Il discorso della Yellen ha anche affrontato un altro tema caldo, quello relativo alla regolamentazione delle risorse digitali, che secondo lei dovrebbe basata non sulle tecnologie specifiche, bensì sui rischi connessi alle attività. Ne conseguirebbe la neutralità dal punto di vista tecnologico, ma non in relazione ad aspetti come la protezione dei consumatori, l’evasione fiscale, le implicazioni in termini di sicurezza nazionale o attività criminali.

Un principio che dovrebbe sempre essere applicato quando si affronta un tema come quello collegato alle attività finanziarie, indipendentemente dal fatto che le stesse siano archiviate in un libro mastro distribuito (la blockchain) o in un bilancio. Una risposta da interpretare alla luce delle richieste provenienti da alcuni settori secondo i quali il governo dovrebbe fare un passo indietro e lasciare che l’innovazione faccia il suo corso.

Un discorso abbastanza assurdo, considerato il gran numero di truffe che hanno avuto luogo in ogni parte del mondo nel corso dell’ultimo anno.

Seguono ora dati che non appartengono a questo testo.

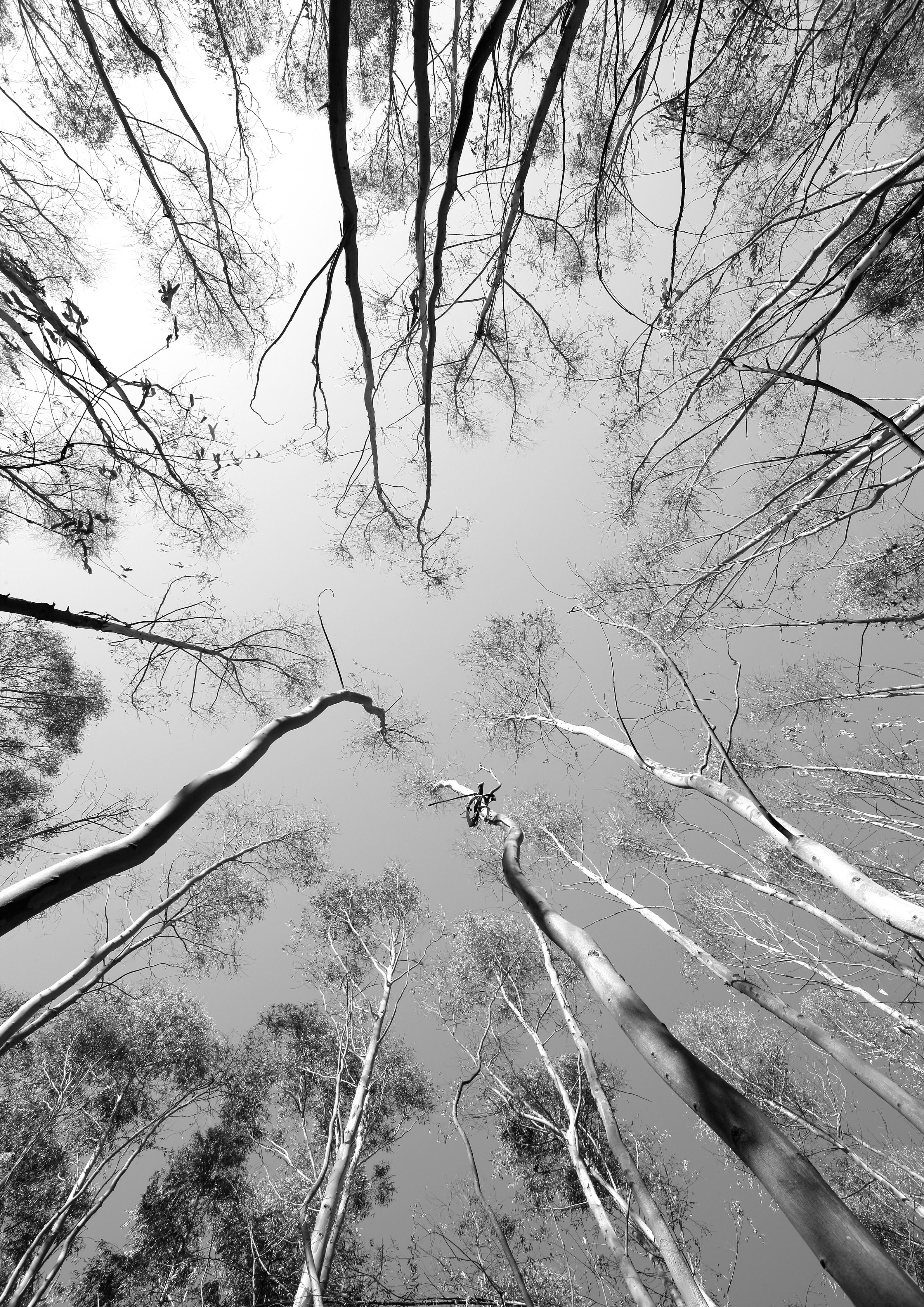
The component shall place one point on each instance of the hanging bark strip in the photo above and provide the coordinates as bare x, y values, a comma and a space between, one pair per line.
514, 210
474, 1168
843, 1246
338, 62
421, 34
484, 50
33, 895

Basta in effetti dare uno sguardo al rapporto di Chainalysis su quanto accaduto nel corso dell’ultimo anno per capirlo.

Secondo l’azienda che si occupa di sicurezza informatica, nel 2021 ammonterebbero addirittura a 14 miliardi i dollari entrati nei portafogli legati ad attività criminali, quasi il doppio rispetto ai 7,8 miliardi del 2020.

Se in termini percentuali si parla di un passo indietro è soltanto perché nello stesso arco temporale il mercato delle criptovalute è aumentato in maniera vertiginosa, come dimostrato dai 15.800 miliardi scambiati in Bitcoin, con un aumento delle transazioni pari al 567% rispetto ai dodici mesi precedenti.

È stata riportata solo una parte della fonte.